Erica Bauermeister – Das Liebesmenü

Paprika (c) chirnoaga/SXC

Sie steckte die Hülse auf ihren Stift und sah ihm in die Augen. „Eigentlich“, sagte sie, „wäre ich viel lieber ein Buch, glaube ich.“
Und als er nickte, als wäre dies die logischste Antwort der Welt, lächelte sie, und Carl begriff, dass es genauso für den Rest seines Lebens bleiben würde.

Was für ein perfektes Buch für kalte Tage. In Lillians Kochkurs treffen sich eine unterschiedliche Charaktere. Sie sind aus unterschiedlichen Motivationen hier. Stück für Stück wird die Vorgeschichte der Kochschüler entfaltet. Das Paar Carl und Helen, ihre Vergangenheit wird aus beiden Perspektiven geschildert. Wie sich beide voneinander entfernen und schließlich so fest zusammenhalten, dass sie nun gemeinsam im Kochkurs die Gedanken des anderen erraten. Antonia und Ian, die in ihren Jobs an Grenzen stoßen und nun im Kochkurs Abwechslung suchen und letztendlich mehr als das finden.

Danach hörte Tom auf zu sprechen. Es war, als hätten all die Gespräche, die schwierigen, als sie noch am Leben war, und die prosaischen nach ihrem Tod, alles aufgebraucht, was er jemals sagen wollte. Es war schlicht und ergreifend zu aufwendig, den Mund zu öffnen, darüber nachzudenken, was sein Gegenüber vielleicht hören wollte oder sollte. Sein Verstand arbeitete ununterbrochen, doch er hätte niemandem sagen können, womit er beschäftigt war.
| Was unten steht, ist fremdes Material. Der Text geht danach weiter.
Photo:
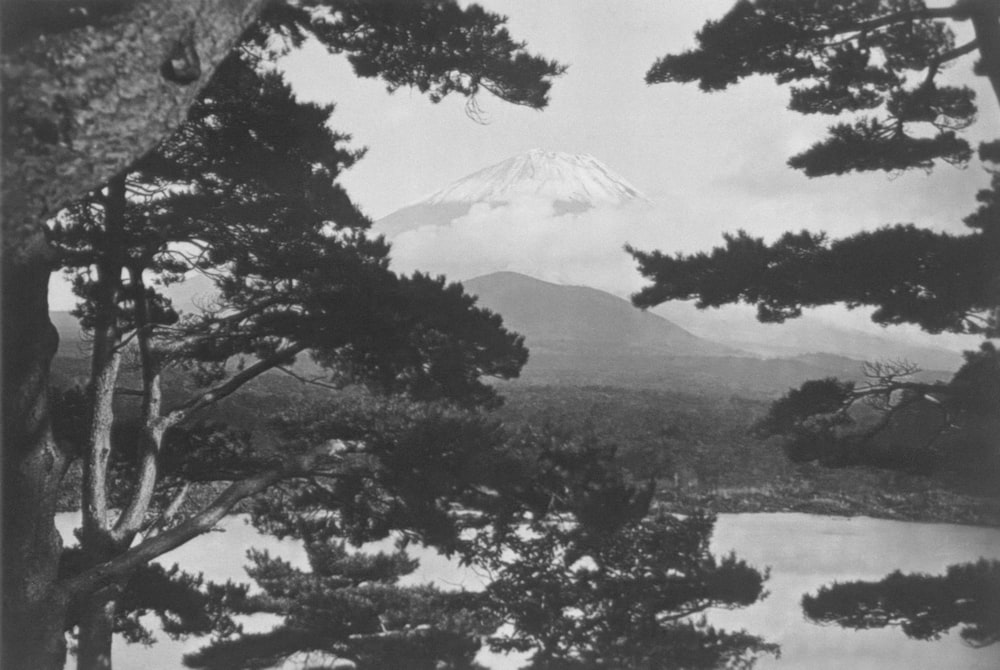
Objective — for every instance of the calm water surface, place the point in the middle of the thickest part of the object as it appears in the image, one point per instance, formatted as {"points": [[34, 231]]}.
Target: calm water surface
{"points": [[804, 552]]}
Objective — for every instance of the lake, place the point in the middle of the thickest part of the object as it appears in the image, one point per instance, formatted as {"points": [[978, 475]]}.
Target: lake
{"points": [[804, 552]]}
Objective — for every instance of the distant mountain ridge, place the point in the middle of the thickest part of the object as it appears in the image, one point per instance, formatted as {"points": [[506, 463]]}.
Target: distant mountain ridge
{"points": [[583, 336], [570, 182], [555, 317]]}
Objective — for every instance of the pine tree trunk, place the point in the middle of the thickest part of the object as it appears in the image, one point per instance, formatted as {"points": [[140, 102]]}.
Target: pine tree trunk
{"points": [[79, 106], [96, 630], [33, 466]]}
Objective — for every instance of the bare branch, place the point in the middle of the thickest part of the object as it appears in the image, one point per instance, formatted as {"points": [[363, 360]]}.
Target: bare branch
{"points": [[227, 388]]}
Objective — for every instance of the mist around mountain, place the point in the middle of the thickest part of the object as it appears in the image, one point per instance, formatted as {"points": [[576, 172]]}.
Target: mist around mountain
{"points": [[564, 218]]}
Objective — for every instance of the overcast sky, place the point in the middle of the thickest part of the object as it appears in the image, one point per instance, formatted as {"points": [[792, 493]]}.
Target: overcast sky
{"points": [[709, 162]]}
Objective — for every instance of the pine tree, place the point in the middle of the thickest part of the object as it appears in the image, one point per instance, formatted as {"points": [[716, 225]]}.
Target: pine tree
{"points": [[877, 63], [924, 607], [393, 349]]}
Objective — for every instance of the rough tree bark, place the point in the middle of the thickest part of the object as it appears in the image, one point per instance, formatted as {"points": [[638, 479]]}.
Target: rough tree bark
{"points": [[79, 106]]}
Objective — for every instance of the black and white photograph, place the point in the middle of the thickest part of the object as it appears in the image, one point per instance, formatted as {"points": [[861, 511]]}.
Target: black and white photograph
{"points": [[500, 335]]}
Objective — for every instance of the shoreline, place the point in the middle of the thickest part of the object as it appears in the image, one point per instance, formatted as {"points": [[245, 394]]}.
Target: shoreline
{"points": [[925, 507]]}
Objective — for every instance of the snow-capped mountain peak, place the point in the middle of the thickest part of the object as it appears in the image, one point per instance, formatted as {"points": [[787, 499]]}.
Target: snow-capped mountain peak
{"points": [[580, 179]]}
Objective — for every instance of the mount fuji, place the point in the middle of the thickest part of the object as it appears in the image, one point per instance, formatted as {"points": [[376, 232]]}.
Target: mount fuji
{"points": [[568, 182]]}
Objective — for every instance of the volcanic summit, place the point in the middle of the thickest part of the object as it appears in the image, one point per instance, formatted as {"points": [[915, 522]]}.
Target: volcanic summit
{"points": [[570, 182]]}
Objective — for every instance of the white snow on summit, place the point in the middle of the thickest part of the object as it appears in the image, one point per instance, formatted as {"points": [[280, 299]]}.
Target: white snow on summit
{"points": [[575, 178]]}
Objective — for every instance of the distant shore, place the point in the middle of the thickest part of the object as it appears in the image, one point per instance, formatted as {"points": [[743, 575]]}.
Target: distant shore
{"points": [[936, 506]]}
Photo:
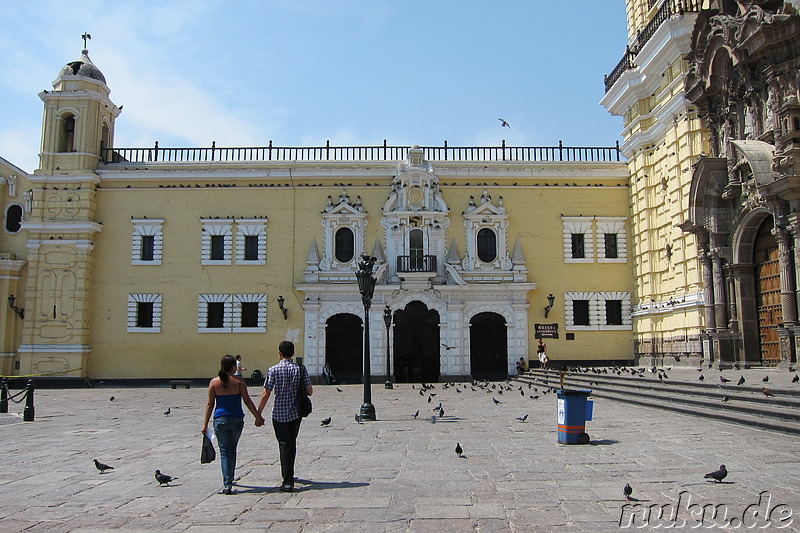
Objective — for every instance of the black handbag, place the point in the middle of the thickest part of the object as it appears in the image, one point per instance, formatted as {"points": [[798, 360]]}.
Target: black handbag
{"points": [[303, 401], [207, 453]]}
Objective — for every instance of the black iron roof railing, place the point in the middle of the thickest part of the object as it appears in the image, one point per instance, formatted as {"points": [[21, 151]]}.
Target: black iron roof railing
{"points": [[667, 9], [361, 153]]}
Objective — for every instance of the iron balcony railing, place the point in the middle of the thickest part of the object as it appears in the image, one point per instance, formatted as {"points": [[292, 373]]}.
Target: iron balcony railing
{"points": [[361, 153], [416, 263], [667, 10]]}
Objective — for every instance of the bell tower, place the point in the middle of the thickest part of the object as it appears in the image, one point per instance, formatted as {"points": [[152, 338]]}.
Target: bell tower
{"points": [[78, 125]]}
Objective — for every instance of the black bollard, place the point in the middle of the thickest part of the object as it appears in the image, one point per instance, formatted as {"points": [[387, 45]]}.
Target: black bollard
{"points": [[28, 412], [3, 395]]}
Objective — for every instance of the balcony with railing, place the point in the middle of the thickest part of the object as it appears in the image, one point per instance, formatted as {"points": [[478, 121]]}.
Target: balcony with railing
{"points": [[667, 10], [156, 154], [416, 263]]}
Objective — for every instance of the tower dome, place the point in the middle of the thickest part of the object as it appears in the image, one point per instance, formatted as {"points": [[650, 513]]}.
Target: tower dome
{"points": [[82, 67]]}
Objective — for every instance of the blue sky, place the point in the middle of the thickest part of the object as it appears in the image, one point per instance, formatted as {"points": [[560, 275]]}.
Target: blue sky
{"points": [[303, 72]]}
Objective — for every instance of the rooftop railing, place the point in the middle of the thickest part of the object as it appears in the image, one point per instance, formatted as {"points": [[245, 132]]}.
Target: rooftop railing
{"points": [[361, 153], [667, 10]]}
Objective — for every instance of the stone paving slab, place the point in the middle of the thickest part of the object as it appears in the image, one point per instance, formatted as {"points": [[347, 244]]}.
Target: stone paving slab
{"points": [[397, 474]]}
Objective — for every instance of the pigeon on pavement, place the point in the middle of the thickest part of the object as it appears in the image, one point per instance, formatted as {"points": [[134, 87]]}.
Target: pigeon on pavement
{"points": [[164, 479], [717, 475], [627, 490], [102, 467]]}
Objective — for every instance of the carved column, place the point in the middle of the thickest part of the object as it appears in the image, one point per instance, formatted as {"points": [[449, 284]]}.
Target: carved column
{"points": [[788, 274], [720, 311], [708, 291]]}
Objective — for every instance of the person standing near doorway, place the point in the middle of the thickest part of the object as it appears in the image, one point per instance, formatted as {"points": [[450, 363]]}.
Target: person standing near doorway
{"points": [[284, 380]]}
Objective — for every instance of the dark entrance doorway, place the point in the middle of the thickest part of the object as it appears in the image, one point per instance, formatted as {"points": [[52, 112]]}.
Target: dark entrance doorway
{"points": [[768, 292], [488, 342], [344, 347], [416, 344]]}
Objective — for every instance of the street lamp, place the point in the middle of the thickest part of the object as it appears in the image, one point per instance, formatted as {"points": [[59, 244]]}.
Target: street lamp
{"points": [[366, 286], [387, 319]]}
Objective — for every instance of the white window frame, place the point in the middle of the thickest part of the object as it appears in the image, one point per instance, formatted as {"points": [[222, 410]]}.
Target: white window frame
{"points": [[578, 225], [251, 227], [616, 226], [597, 310], [133, 309], [142, 227], [216, 227], [232, 317]]}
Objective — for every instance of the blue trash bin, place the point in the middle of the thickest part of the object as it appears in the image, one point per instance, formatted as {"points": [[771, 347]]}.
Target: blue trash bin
{"points": [[574, 409]]}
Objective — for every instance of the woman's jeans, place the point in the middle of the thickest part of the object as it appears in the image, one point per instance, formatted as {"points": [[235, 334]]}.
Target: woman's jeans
{"points": [[228, 430]]}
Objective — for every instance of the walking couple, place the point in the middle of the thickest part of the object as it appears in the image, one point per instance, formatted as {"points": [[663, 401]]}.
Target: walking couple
{"points": [[225, 396]]}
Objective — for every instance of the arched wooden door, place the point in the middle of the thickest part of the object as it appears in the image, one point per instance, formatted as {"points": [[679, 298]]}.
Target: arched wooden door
{"points": [[344, 347], [416, 344], [768, 292]]}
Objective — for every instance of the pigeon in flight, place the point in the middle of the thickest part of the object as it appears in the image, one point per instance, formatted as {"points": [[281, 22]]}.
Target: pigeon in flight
{"points": [[102, 467], [164, 479], [627, 490], [717, 475]]}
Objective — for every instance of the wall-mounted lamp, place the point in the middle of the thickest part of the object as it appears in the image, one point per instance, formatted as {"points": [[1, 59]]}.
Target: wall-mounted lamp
{"points": [[550, 301], [281, 301], [20, 311]]}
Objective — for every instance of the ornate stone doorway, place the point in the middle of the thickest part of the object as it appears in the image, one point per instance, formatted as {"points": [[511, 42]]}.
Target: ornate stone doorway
{"points": [[416, 344], [768, 292], [344, 347], [488, 341]]}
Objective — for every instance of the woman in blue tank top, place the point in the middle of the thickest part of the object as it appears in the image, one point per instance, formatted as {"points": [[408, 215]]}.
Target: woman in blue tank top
{"points": [[225, 396]]}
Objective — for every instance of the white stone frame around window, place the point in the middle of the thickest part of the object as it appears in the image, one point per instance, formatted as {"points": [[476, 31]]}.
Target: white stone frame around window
{"points": [[143, 227], [597, 310], [133, 309], [580, 225], [216, 227], [232, 317], [251, 227], [612, 225]]}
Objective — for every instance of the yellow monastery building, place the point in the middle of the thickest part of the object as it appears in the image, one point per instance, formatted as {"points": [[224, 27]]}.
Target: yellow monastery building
{"points": [[681, 246], [150, 263]]}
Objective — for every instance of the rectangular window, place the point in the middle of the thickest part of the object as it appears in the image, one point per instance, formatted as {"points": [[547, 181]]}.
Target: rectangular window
{"points": [[251, 247], [249, 314], [216, 315], [217, 247], [580, 312], [610, 241], [148, 247], [614, 312], [577, 246], [144, 314]]}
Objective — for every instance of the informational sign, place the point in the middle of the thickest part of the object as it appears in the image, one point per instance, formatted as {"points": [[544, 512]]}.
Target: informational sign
{"points": [[545, 331]]}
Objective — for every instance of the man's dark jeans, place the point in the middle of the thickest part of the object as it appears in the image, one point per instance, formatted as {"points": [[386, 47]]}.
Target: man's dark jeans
{"points": [[286, 433]]}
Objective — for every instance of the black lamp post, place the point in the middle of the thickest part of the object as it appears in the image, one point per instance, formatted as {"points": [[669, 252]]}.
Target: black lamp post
{"points": [[387, 319], [366, 286]]}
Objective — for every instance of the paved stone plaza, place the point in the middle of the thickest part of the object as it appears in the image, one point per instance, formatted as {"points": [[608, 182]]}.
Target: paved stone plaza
{"points": [[395, 474]]}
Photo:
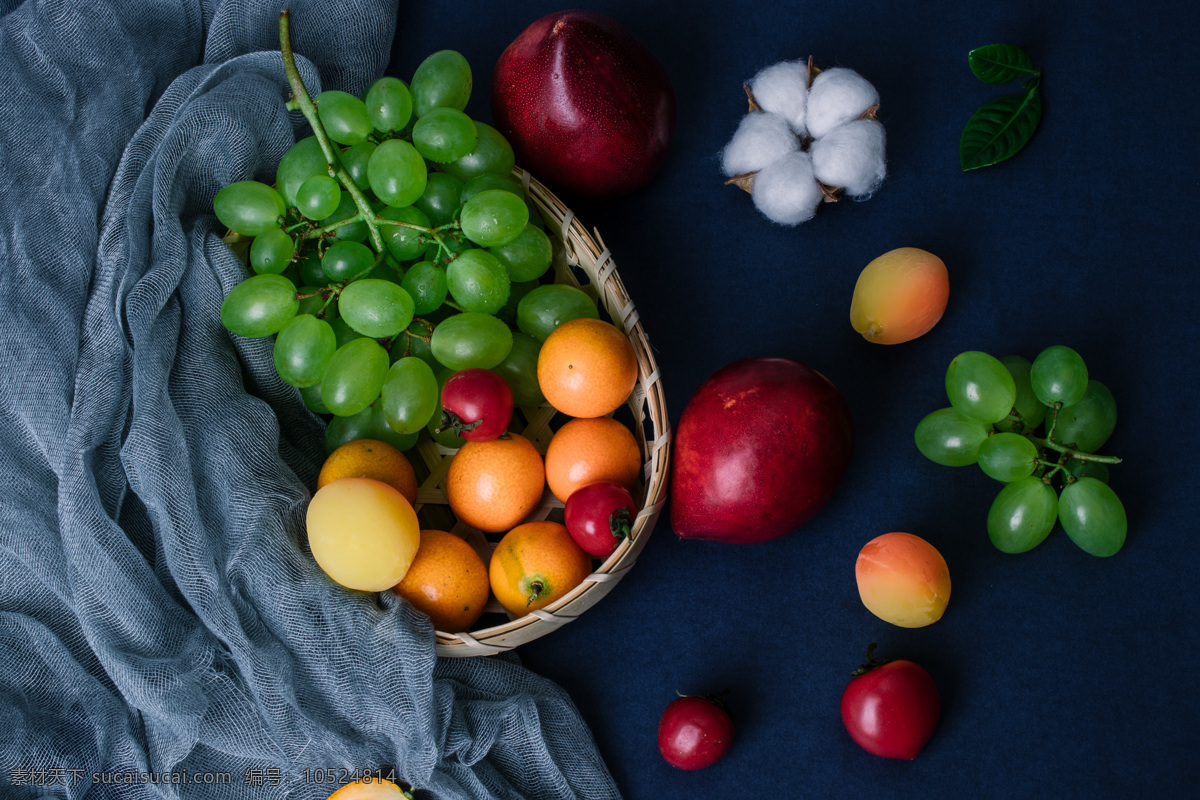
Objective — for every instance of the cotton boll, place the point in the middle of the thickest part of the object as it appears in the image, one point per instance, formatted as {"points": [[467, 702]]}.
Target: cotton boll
{"points": [[838, 96], [784, 89], [761, 139], [786, 192], [851, 156]]}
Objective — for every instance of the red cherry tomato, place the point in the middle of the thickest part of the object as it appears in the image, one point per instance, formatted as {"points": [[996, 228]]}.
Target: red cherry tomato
{"points": [[695, 732], [891, 708], [477, 404], [600, 515]]}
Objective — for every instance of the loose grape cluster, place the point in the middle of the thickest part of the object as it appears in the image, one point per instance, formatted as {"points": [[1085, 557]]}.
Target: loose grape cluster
{"points": [[997, 408], [415, 252]]}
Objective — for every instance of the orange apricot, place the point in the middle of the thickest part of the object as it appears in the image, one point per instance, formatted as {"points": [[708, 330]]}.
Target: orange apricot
{"points": [[899, 296], [903, 579]]}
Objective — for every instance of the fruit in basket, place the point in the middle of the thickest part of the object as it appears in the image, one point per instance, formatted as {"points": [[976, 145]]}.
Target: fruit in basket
{"points": [[760, 449], [363, 533], [477, 404], [891, 708], [588, 450], [695, 732], [899, 296], [495, 485], [587, 368], [534, 565], [903, 579], [586, 106], [447, 581], [370, 458], [599, 516]]}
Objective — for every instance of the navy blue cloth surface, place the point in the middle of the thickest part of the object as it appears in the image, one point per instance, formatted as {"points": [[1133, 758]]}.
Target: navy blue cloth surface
{"points": [[1063, 675]]}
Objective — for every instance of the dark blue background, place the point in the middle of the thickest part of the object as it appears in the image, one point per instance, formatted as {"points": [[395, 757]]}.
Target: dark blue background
{"points": [[1062, 675]]}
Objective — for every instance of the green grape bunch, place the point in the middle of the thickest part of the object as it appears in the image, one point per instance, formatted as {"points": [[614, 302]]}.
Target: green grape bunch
{"points": [[1036, 428], [394, 248]]}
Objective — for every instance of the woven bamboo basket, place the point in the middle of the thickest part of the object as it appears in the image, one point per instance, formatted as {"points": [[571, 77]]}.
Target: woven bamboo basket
{"points": [[581, 259]]}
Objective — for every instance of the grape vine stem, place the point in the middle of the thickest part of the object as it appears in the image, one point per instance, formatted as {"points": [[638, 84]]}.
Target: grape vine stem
{"points": [[300, 96]]}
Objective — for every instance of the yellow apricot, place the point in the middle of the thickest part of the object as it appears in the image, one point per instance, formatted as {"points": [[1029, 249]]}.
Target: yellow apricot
{"points": [[363, 533], [899, 296], [903, 579]]}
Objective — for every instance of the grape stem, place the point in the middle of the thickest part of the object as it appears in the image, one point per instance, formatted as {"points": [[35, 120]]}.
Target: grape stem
{"points": [[1075, 453], [300, 96]]}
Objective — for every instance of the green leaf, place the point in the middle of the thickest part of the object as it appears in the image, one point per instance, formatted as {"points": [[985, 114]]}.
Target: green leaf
{"points": [[999, 130], [1000, 62]]}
Am meisten berührte mich die Geschichte von Tom. Seine Frau zeigte ihm die Welt der Lebensmittel und des Kochens, das gemeinsame Essen verband die beiden bis zum Schluss. Doch sie starb an Krebs, Tom begleitete sie bis zum Schluss. Gerade für ihn stellt der Kochkurs – ein Geschenk – eine Art Rückkehr ins Leben dar. Simple Pasta mit Tomatensauce ist oft wertvoller als Champagner und Kaviar.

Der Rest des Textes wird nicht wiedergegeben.